New England Patriots quarterback Tom Brady’s first ever trip to unrestricted free agency is only two days away, and with the legal tampering period beginning on Monday he will soon get a concrete feel for his market. While everything seems possible at this point in time, it appears as if Brady’s market may not be as robust as initially projected. In fact, if NFL Network’s Ian Rapoport is to be believed, only three teams remain in the running.
“There are some teams we know are going to be interested. The Los Angeles Chargers [...] they’re expected to make a bit of a run at Tom Brady. The Tampa Bay Buccaneers are another team that have some interest in Brady. Other than that, it seems to be the Patriots who have the most interest,” Rapoport said on Monday while also pointing out that neither the San Francisco 49ers nor the Las Vegas Raiders are expected to pursue the future Hall of Famer.
One major question was also posted during the segment: Where does Brady actually want to play? New England obviously has the system and the familiarity as well as a long and successful history with him, but both Los Angeles and Tampa Bay could try to lure the 42-year-old their way with financially superior offers and an improved supporting cast — the latter apparently being more important to Brady than the raw numbers of a new deal.
The Patriots, meanwhile, have only limited resources at their disposal to improve what has been a struggling offense in 2019. According to salary cap expert Miguel Benzan, the team is only $19.5 million under the cap at the moment with the contract for Devin McCourty not yet processed. Both the veteran safety and a potential Brady deal would cut significantly into this number, in turn limiting the team’s free agency potency.
Would this hurt New England’s chances of convincing Brady to return? Or will the market — or the apparent lack thereof outside of three teams total — cause him to reconsider his options and eventually stay with the Patriots after all? The latter scenario appears to be the best case for both parties involved, but a lot can change during the league’s legal tampering period and with Brady’s camp being able to negotiate with all teams.

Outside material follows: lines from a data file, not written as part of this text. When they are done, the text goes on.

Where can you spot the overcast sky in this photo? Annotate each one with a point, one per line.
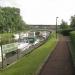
(43, 11)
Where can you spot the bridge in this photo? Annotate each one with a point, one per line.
(43, 27)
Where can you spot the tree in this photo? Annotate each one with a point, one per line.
(72, 24)
(64, 25)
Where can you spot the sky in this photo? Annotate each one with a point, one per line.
(43, 11)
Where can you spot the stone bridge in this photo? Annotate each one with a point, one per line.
(43, 27)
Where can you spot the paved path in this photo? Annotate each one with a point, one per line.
(59, 63)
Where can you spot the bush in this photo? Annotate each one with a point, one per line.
(65, 32)
(6, 38)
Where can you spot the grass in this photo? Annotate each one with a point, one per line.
(29, 64)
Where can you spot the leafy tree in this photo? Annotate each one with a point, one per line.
(64, 25)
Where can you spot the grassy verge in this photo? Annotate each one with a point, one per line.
(31, 62)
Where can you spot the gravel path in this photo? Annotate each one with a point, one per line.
(60, 62)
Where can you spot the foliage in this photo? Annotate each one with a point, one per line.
(72, 43)
(10, 20)
(64, 25)
(66, 32)
(31, 62)
(72, 21)
(6, 38)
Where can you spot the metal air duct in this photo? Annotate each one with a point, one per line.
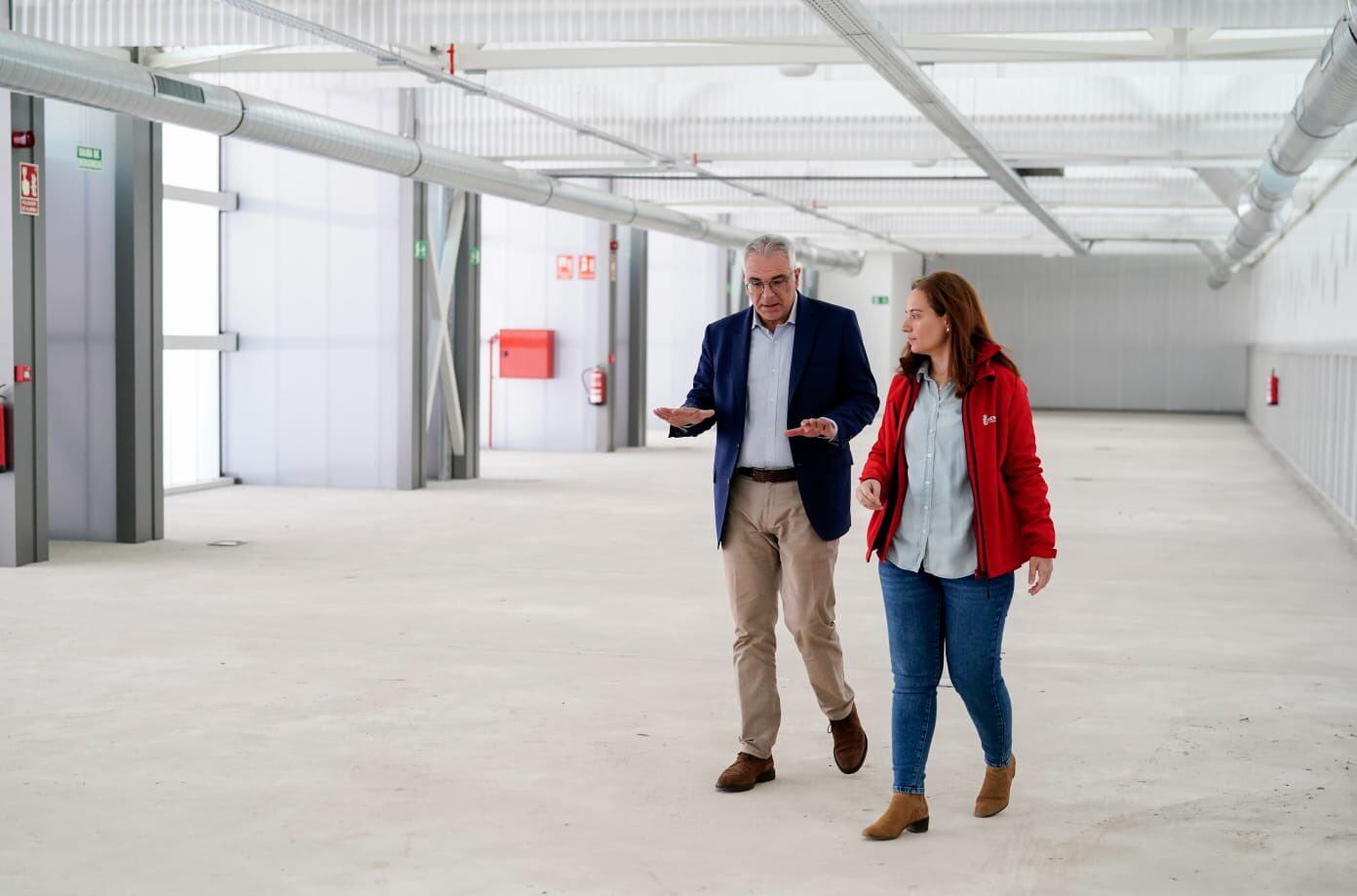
(1326, 104)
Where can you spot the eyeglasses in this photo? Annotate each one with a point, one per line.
(776, 284)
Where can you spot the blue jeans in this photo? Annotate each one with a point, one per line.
(926, 615)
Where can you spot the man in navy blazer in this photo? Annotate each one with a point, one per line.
(788, 384)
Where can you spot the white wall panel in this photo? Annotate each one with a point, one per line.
(310, 281)
(520, 291)
(1115, 331)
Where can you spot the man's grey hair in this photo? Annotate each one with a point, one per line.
(771, 243)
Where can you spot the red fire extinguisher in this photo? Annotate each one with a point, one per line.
(596, 384)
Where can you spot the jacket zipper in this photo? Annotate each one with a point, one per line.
(889, 516)
(973, 463)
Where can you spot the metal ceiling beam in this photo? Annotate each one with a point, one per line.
(41, 68)
(437, 75)
(197, 21)
(923, 48)
(861, 30)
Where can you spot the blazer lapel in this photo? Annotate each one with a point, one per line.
(741, 363)
(800, 345)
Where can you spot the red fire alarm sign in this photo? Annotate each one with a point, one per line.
(27, 187)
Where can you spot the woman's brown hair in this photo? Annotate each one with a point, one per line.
(952, 297)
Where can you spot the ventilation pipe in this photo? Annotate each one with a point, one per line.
(1326, 104)
(37, 66)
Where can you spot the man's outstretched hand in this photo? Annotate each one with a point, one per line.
(682, 415)
(814, 428)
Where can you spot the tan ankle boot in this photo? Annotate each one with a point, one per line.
(993, 792)
(907, 812)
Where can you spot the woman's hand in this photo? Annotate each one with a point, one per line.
(1038, 573)
(869, 494)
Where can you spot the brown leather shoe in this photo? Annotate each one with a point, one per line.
(907, 812)
(850, 743)
(993, 792)
(745, 772)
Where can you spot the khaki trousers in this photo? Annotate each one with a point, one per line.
(769, 546)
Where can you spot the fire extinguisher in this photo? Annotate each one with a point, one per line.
(596, 384)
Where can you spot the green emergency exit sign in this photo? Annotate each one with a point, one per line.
(90, 158)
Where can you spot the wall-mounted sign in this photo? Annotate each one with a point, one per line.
(90, 158)
(27, 187)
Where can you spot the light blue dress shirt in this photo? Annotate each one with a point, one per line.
(765, 445)
(935, 531)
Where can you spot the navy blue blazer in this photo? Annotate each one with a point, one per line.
(830, 377)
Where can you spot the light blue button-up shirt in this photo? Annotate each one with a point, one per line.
(935, 532)
(765, 443)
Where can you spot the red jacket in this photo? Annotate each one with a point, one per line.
(1013, 515)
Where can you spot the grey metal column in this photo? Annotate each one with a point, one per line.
(410, 473)
(466, 339)
(638, 329)
(138, 341)
(23, 341)
(615, 360)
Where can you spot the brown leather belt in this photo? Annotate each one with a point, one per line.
(767, 476)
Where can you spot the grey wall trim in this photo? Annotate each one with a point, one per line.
(1345, 349)
(466, 339)
(221, 483)
(637, 335)
(220, 342)
(218, 200)
(23, 531)
(138, 326)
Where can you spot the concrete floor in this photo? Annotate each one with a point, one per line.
(523, 685)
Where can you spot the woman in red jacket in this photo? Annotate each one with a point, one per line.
(958, 504)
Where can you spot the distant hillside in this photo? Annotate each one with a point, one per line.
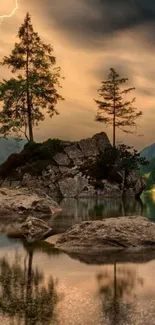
(148, 152)
(9, 146)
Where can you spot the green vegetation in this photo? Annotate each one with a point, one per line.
(148, 172)
(9, 146)
(115, 162)
(33, 159)
(34, 90)
(114, 109)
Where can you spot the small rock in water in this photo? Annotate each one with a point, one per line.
(34, 229)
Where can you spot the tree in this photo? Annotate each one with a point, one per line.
(34, 89)
(114, 109)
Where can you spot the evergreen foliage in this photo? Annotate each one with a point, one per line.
(113, 108)
(34, 89)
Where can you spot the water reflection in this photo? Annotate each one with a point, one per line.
(117, 294)
(78, 210)
(25, 297)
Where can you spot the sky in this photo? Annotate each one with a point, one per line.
(89, 37)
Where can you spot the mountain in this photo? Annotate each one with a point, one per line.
(9, 146)
(148, 152)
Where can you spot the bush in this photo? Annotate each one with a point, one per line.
(113, 161)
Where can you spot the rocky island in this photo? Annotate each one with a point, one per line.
(64, 169)
(122, 239)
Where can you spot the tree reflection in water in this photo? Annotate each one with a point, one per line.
(24, 296)
(117, 294)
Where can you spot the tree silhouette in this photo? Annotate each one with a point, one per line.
(34, 89)
(114, 109)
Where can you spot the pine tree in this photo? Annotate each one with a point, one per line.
(114, 109)
(32, 91)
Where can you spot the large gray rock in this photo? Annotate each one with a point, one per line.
(73, 152)
(134, 185)
(62, 159)
(88, 147)
(72, 187)
(94, 237)
(110, 190)
(102, 141)
(18, 204)
(34, 229)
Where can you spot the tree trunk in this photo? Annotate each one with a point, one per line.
(29, 112)
(114, 130)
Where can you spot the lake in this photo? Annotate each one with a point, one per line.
(41, 286)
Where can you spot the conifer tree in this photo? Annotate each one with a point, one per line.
(34, 88)
(114, 109)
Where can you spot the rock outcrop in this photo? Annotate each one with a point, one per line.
(64, 172)
(115, 234)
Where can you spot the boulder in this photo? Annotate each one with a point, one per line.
(62, 159)
(134, 185)
(68, 170)
(110, 190)
(73, 152)
(102, 141)
(34, 229)
(113, 234)
(88, 147)
(73, 186)
(18, 204)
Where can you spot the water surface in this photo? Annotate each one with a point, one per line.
(40, 285)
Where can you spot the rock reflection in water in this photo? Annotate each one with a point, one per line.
(117, 293)
(78, 210)
(25, 297)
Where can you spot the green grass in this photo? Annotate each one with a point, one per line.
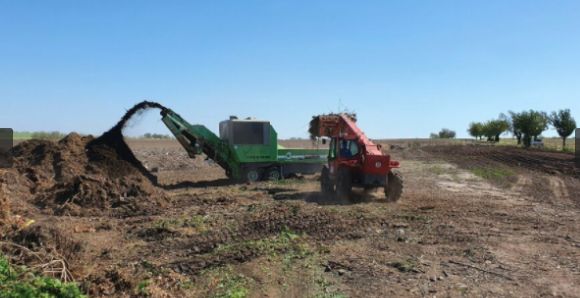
(229, 284)
(38, 135)
(21, 282)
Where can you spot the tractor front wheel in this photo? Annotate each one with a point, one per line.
(326, 184)
(343, 184)
(394, 187)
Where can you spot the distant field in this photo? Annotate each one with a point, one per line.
(549, 143)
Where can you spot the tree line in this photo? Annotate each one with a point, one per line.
(525, 126)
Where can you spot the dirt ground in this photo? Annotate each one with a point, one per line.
(513, 231)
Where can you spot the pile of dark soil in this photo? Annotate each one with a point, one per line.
(84, 176)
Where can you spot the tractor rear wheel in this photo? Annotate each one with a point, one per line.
(252, 175)
(326, 184)
(343, 184)
(394, 187)
(273, 174)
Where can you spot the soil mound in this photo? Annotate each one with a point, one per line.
(84, 176)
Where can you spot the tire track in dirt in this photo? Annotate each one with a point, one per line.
(200, 251)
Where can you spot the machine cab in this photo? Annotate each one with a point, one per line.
(343, 149)
(253, 140)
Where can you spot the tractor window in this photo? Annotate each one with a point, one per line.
(348, 148)
(332, 149)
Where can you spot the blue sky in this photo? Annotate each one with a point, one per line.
(407, 68)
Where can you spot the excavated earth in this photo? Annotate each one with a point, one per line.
(185, 231)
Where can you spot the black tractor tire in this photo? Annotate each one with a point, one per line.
(394, 186)
(326, 184)
(273, 174)
(343, 184)
(252, 175)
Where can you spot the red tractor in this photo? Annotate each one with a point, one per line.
(353, 159)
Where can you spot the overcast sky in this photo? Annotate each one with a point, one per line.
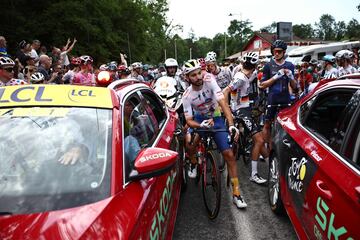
(209, 17)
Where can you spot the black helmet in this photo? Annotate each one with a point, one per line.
(278, 44)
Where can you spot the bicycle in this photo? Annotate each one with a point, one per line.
(208, 171)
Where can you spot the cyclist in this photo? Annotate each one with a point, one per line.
(171, 67)
(223, 76)
(329, 69)
(7, 73)
(202, 101)
(277, 76)
(240, 104)
(344, 59)
(85, 75)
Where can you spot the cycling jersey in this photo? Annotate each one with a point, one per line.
(240, 89)
(13, 82)
(223, 77)
(205, 101)
(344, 71)
(278, 92)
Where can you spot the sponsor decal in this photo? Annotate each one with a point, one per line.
(55, 95)
(154, 156)
(325, 218)
(157, 227)
(315, 155)
(296, 174)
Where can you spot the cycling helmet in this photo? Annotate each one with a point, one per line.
(111, 66)
(278, 44)
(85, 59)
(136, 65)
(202, 63)
(37, 77)
(314, 62)
(75, 61)
(6, 62)
(329, 58)
(344, 54)
(330, 76)
(191, 65)
(103, 67)
(171, 62)
(251, 57)
(210, 57)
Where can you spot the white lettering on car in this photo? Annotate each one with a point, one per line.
(154, 156)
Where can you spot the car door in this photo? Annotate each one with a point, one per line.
(330, 208)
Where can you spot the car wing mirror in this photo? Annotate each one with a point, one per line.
(152, 162)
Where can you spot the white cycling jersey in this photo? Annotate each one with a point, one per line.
(240, 89)
(205, 101)
(224, 77)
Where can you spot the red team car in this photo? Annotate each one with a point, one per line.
(82, 162)
(314, 170)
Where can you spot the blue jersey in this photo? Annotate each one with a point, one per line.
(279, 91)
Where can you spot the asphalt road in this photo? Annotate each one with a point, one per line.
(257, 221)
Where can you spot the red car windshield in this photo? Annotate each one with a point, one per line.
(53, 158)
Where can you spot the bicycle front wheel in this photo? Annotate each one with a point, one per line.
(211, 186)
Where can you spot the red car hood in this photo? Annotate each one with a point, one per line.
(70, 223)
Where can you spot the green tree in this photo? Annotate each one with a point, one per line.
(240, 32)
(303, 31)
(325, 28)
(353, 29)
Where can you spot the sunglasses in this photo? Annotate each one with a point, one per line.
(8, 69)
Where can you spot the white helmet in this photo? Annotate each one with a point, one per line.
(37, 77)
(171, 62)
(6, 62)
(210, 57)
(136, 65)
(251, 57)
(165, 87)
(191, 65)
(344, 54)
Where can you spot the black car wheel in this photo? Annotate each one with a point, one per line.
(274, 185)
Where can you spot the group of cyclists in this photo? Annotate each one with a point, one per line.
(212, 95)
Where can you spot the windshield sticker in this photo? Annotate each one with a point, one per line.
(40, 112)
(296, 174)
(67, 95)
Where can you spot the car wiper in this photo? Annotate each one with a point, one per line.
(5, 213)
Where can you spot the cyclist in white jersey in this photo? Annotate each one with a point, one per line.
(222, 75)
(239, 89)
(344, 60)
(202, 101)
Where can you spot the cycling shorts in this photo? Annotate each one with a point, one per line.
(250, 126)
(221, 138)
(274, 99)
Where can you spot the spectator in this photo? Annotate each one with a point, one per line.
(43, 51)
(24, 48)
(44, 68)
(3, 49)
(64, 51)
(34, 48)
(55, 55)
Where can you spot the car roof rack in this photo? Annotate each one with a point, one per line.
(122, 82)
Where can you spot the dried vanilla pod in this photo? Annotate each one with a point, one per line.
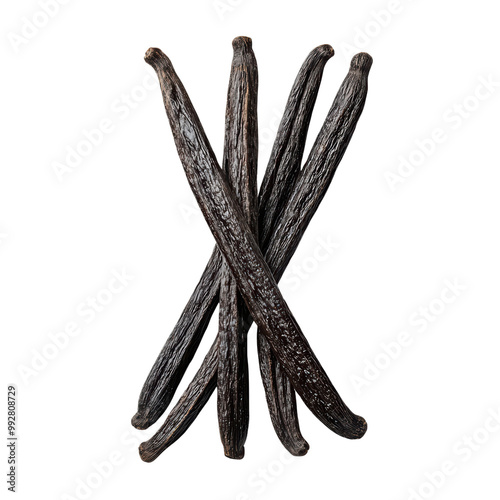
(308, 193)
(242, 253)
(282, 171)
(240, 165)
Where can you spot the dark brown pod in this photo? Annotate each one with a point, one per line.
(281, 173)
(255, 281)
(240, 165)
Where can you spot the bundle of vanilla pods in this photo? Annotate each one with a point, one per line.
(256, 234)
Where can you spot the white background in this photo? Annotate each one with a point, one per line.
(127, 205)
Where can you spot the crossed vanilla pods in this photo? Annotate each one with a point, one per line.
(256, 237)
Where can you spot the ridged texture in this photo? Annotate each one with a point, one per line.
(240, 166)
(282, 170)
(234, 238)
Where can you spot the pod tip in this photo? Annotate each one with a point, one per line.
(326, 49)
(241, 42)
(362, 62)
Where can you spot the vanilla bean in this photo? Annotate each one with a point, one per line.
(309, 190)
(338, 128)
(282, 170)
(240, 165)
(241, 251)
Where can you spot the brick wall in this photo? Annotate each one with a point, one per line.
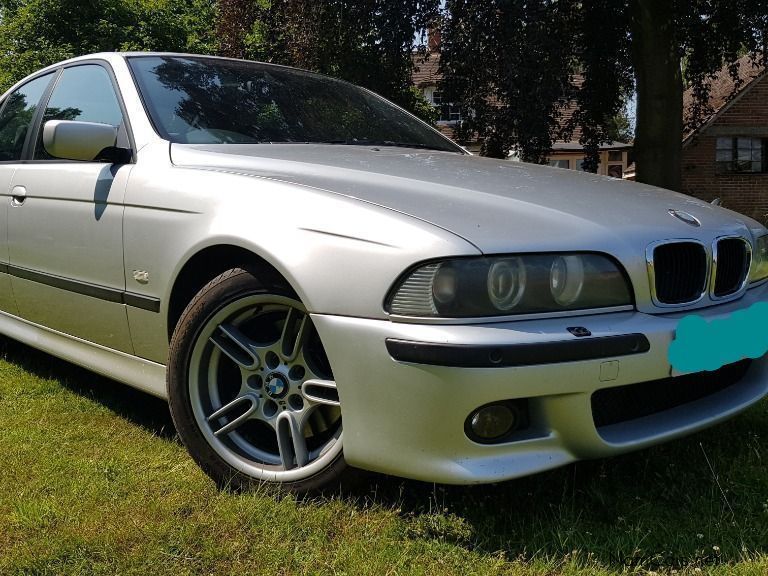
(745, 193)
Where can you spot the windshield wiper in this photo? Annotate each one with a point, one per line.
(380, 143)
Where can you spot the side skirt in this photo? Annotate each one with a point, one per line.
(136, 372)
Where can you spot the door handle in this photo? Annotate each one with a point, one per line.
(18, 195)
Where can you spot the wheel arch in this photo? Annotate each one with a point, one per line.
(207, 263)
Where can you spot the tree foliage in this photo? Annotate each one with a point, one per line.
(35, 33)
(512, 64)
(367, 42)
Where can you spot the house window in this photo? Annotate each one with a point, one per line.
(741, 155)
(615, 170)
(449, 112)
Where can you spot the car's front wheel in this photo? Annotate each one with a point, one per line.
(250, 387)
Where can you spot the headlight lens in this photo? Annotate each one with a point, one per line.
(759, 269)
(505, 285)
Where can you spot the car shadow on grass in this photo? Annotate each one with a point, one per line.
(696, 502)
(150, 413)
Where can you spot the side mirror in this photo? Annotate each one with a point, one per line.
(73, 140)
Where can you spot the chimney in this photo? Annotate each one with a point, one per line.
(433, 39)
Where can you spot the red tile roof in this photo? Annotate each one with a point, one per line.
(723, 89)
(426, 73)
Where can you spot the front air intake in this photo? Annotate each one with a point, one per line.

For the Patriots, meanwhile, the timeline remains in place. If they want to re-sign Brady, they better do so before the new league year begins on Wednesday. Otherwise, his contract would void and the entire signing bonus of $13.5 million would hit the team’s books to further limit the financial flexibility this offseason. If, however, a deal is reached before that deadline, that number would be split in half and prorated over the 2020 and 2021 seasons.